Direttrici e direttori d'orchestra

Sulla direzione d'orchestra si è scritto molto e si continua a scrivere. Questi due volumi si caratterizzano per essere, in primis, due ristampe, seppur con alcune integrazioni, di lavori già editi nel 1998 (Cavallini) e nel 2003 (Blankenburg). Due visioni in certo modo contrapposte: una, quella di Cavallini, rigorosamente storica, basata su uno studio attento e rigoroso delle fonti, della storia dall'uso del bâton all'odierna bacchetta; l'altro, già dal titolo dell'originale in tedesco (Dirigentinnen im 20. Jahrhundert. Porträts von Maria Alsop bis Simone Young) viste le origini della Blankenburg, improntato a delineare un “catalogo” di musiciste che si sono cimentate sul podio. In sostanza musica theorica versus musica practica , quasi un Giano bifronte.

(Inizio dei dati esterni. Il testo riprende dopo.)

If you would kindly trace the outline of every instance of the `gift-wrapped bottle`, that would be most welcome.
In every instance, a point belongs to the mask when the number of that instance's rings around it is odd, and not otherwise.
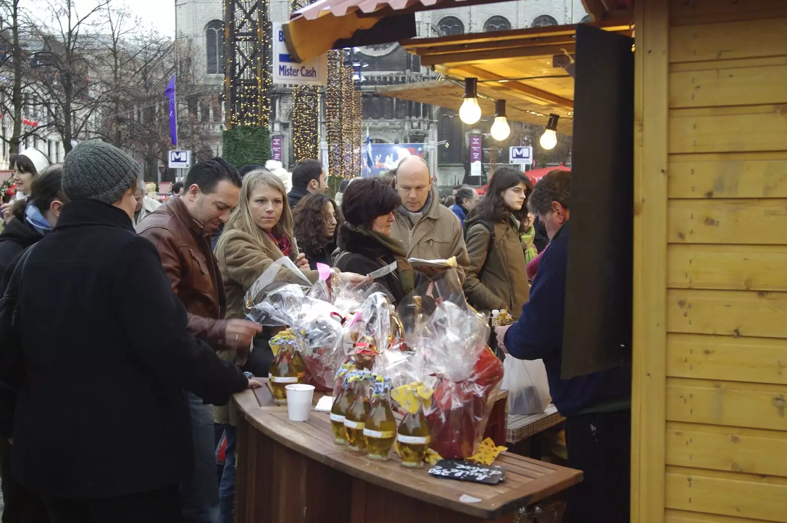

Nella prefazione al volume al femminile (Le donne e la direzione d'orchestra. Una storia antica. La vita di Elke Mascha Blankenburg) Gammaitoni afferma che mentre «le musiciste fino alla metà dell'800 studiarono professionalmente grazie alla propria famiglia di artisti, tutte le altre donne se si avvicinarono ad uno strumento fu unicamente in funzione di un dilettantismo che, se non si sviluppò ulteriormente, mirò soprattutto ad esaltare qualità così dette femminili». A tale visione mi piace accostare un'interessante e illuminante citazione di Cavallini sul personaggio di Carlotta, la quale, nel cap. II delle goethiane Affinità elettive (1809), allude alla donna come a un direttore d'orchestra non dilettante: «per il vigile controllo posto alla interezza del discorso musicale più che alle singole battute». Infatti Goethe su un duetto flauto-pianoforte scrive: «[Carlotta] si fermava, poi si lasciava di nuovo trascinare, riassumendo così le due mansioni di un buon direttore d'orchestra e di una donna intelligente che sa sempre rispettare il ritmo dell'insieme, anche se le singole battute non vanno sempre a tempo». A parte la concezione diversa, supportata dal fatto che l'impostazione di uno storico della musica di alto spessore qual è Cavallini non può essere messa a confronto con quella di una musicista come la Blankenburg “riletta” da una sociologa, ad entrambe le pubblicazioni va attribuito un merito, quello di far luce su un aspetto dell'interpretazione musicale nel suo iter storico e di aver ricordato o, per i più, fatto conoscere varie figure di musiciste e direttrici d'orchestra.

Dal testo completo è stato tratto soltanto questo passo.